Los dos amigos tenían muchas cosas en común sin embargo eran muy diferentes. En el pasado ambos habían destacado por su inteligencia en la clase del viejo maestro del colegio de su pueblo y habían compartido muchas inquietudes. El maestro les auguró un gran futuro a los dos.

-          Yo he triunfado en la vida – comenzó a decir orgulloso uno de ellos. -He ganado mucho más dinero del que podría gastar en veinte vidas. La gente me conoce, me envidia y se seguirá hablando de mi fortuna mucho después de mi muerte. Cerca de aquí hay una estatua dedicada a mí. ¿Y tú qué has hecho en la vida? ¿Has conseguido el éxito?

-          No sabría qué decirte -respondió el otro. – Dediqué mi vida al estudio y a la enseñanza. Nunca salí de nuestro pueblo y con mucho esfuerzo conseguí comprarme una casita en las afueras. Diría que no. Creo que nunca triunfé en la vida, pero sin embargo fui feliz.

-          La felicidad sirve de poco sino va acompañada del dinero – continuó el primero de los amigos. – Trabajé muy duro y tuve que hacer grandes sacrificios para conseguir mis objetivos. Nunca tuve tiempo de formar una familia y no dudé en provocar la ruina de muchos rivales para alcanzar la gloria económica.

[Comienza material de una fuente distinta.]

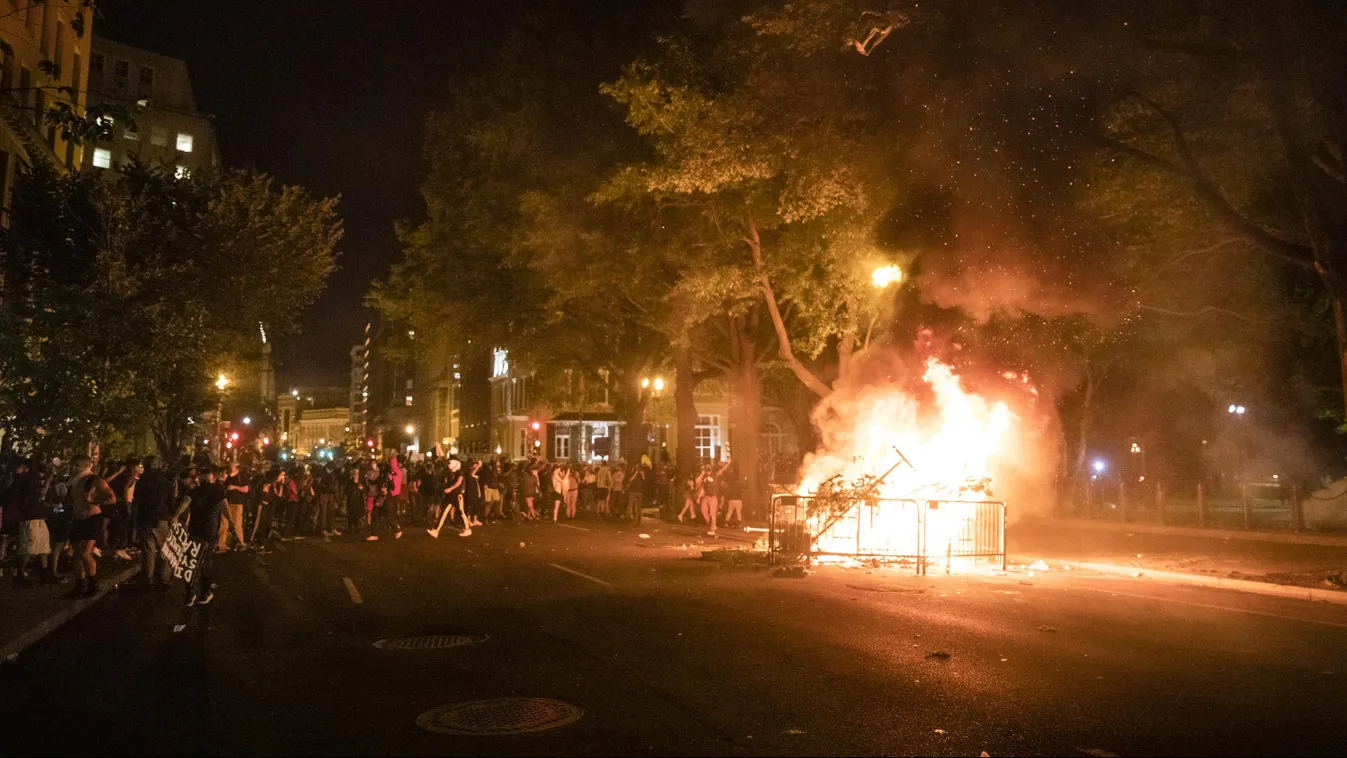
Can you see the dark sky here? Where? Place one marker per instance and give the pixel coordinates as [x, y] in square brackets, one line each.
[330, 94]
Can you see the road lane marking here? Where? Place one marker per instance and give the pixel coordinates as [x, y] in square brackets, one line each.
[596, 579]
[352, 591]
[1208, 606]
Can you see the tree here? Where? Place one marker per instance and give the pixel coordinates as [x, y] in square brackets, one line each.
[125, 296]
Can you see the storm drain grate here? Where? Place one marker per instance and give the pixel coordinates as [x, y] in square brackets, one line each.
[430, 641]
[500, 716]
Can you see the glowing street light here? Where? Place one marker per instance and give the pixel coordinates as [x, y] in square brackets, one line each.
[885, 275]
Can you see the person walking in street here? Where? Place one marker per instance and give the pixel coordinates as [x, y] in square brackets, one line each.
[602, 489]
[558, 490]
[34, 539]
[236, 492]
[205, 506]
[636, 492]
[528, 489]
[154, 510]
[89, 494]
[710, 486]
[453, 500]
[120, 516]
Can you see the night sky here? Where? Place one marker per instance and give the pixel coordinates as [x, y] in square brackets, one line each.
[332, 94]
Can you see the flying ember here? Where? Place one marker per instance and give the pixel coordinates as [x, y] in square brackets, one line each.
[908, 474]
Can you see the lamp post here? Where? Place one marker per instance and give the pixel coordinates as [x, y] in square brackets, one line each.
[653, 388]
[221, 383]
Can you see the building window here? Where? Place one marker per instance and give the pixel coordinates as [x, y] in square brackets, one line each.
[772, 439]
[707, 436]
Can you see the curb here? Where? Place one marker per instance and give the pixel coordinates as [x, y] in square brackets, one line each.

-          Ya… - asintió el otro amigo – No debe de ser fácil y admiro tu determinación, pero en el fondo te compadezco. Veo, querido amigo, que no has cambiado nada en estos años. Probablemente yo tampoco. Cuando éramos niños recuerdo que tú eras el más brillante en las asignaturas de razonamiento matemático mientras que a mí se me daban bien las artes y la literatura. Nunca tuviste sensibilidad para la música y aunque obtenías notas excelentes en todas las materias muchas de ellas te parecían una pérdida de tiempo.

¿Recuerdas, mi gran amigo, siendo críos lo bien que lo pasábamos jugando al fútbol? Tú eras la estrella de todos los partidos. Todos querían ser como tú: el mejor delantero que había en todo el pueblo. Yo sin embargo prefería jugar de portero. De portero, ¿qué te parece? Siempre solo, mientras los demás os divertíais corriendo y marcando. Nunca busqué la gloria del gol, prefería evitarlos. Siempre supe que había algo raro en mí… El viejo maestro me llamaba “el soñador”, ¿te acuerdas?

-          El viejo maestro… - repitió el amigo rico – Creo que nunca lo entendí y en el fondo siempre supe que tú eras su favorito – dijo amargamente - Sin embargo, se equivocó: Yo he sido el mejor de los dos. Al final te he ganado. He alcanzado la cima y he triunfado. Mientras que tú…

-          Tienes razón – continuó el soñador – Yo sólo soy un pobre maestro de pueblo y mis bienes son escasos, fíjate en mis ropas… No obstante, mi legado será infinito.

-          ¿Infinito, soñador? – se burló el amigo goleador.

-          Infinito, querido amigo. Enseñé apasionadamente a cientos, a miles de niños a los que animé a estudiar y a esforzarse. Sembré en cada uno de ellos la pasión por el esfuerzo. Les animé a seguir su camino y les guié hasta donde pude. Muchos todavía se acuerdan de mí. ¿Acaso te parece poco?

Sembré y recogí. El dinero sin embargo, mi buen amigo, no se puede sembrar. Del dinero no nace nada.

El amigo rico, herido en su orgullo, se levantó de mala manera. Se despidió y regresando pensó que una vez más el soñador le había ganado. Esa misma noche se marchó del pueblo y nunca más volvió.

Pasados los años, los pájaros de la plaza son los únicos que no han olvidado al amigo rico. Día tras día, puntuales, siguen adornando la cabeza de su estatua.